The second sub-study is an open-label randomised trial in which oral Sodium Selenite (by NaturesWay®) 200 µg/day for 3 months will be offered to PPCM patients with selenium deficiency and LVEF<45% at 6 months postpartum. The randomisation is being carried out by simple balloting at the laboratories of the participating centres by the lead Chemical Pathologist who is blinded to the patients’ identities and clinical characteristics, after measuring the biomarkers of the patients and confirming their selenium deficiency status.

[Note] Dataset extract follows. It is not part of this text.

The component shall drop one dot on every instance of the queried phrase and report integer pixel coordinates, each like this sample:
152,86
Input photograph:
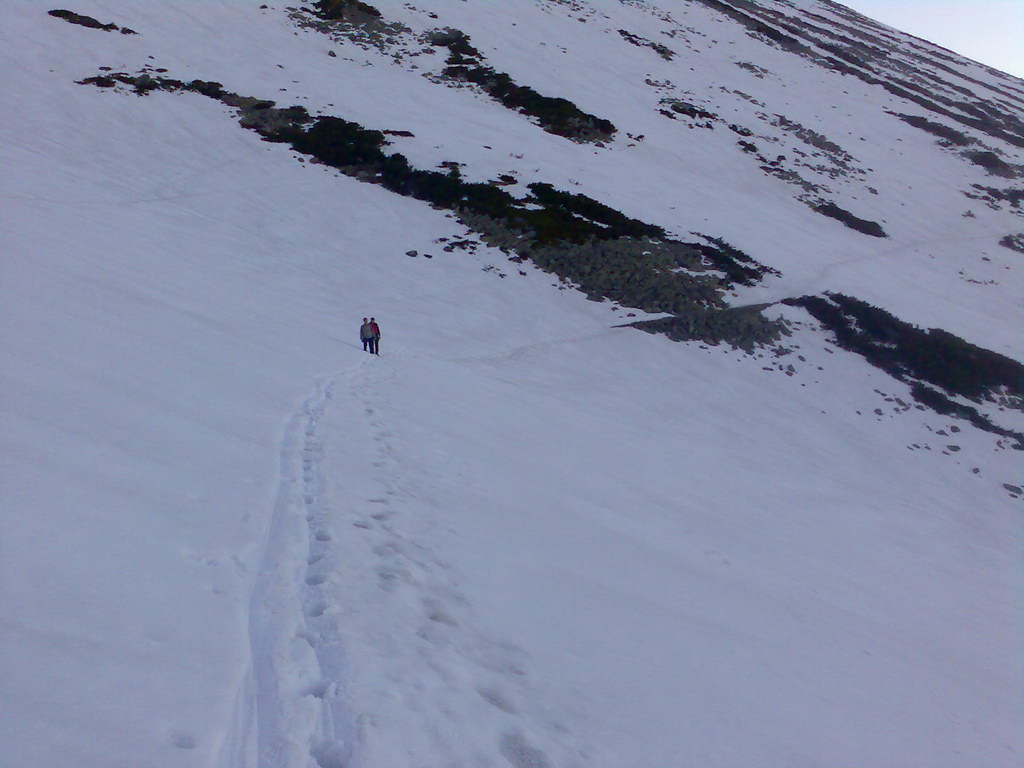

Sample size estimation for the sub-study

The minimum sample size for the sub-study was estimated at 32, using 2-sided significance level of 95%, a power of 80% and prevalence of selenium deficiency among apparently healthy postpartum women of 22% and among untreated PPCM patients of 76.9%.[20] However, we shall recruit into the sub-studies 200 PPCM subjects and randomise them to treatment and control groups, and 120 apparently healthy pregnant subjects who have satisfied the inclusion criteria.

Inclusion criteria

  1. Confirmed diagnosis of PPCM

  2. PPCM patients with HF symptoms at the time of recruitment (for new patients only)

  3. Asymptomatic pregnant women attending antenatal clinic (ANC) (Control group)

  4. Sub-study: Open-label randomised Trial: Non-pregnant PPCM patients with all of the following: LVEF <45% at 6 months postpartum AND selenium deficiency

  5. Written informed consent

Exclusion criteria

  1. Asymptomatic PPCM patients at the time of recruitment (for new patients only)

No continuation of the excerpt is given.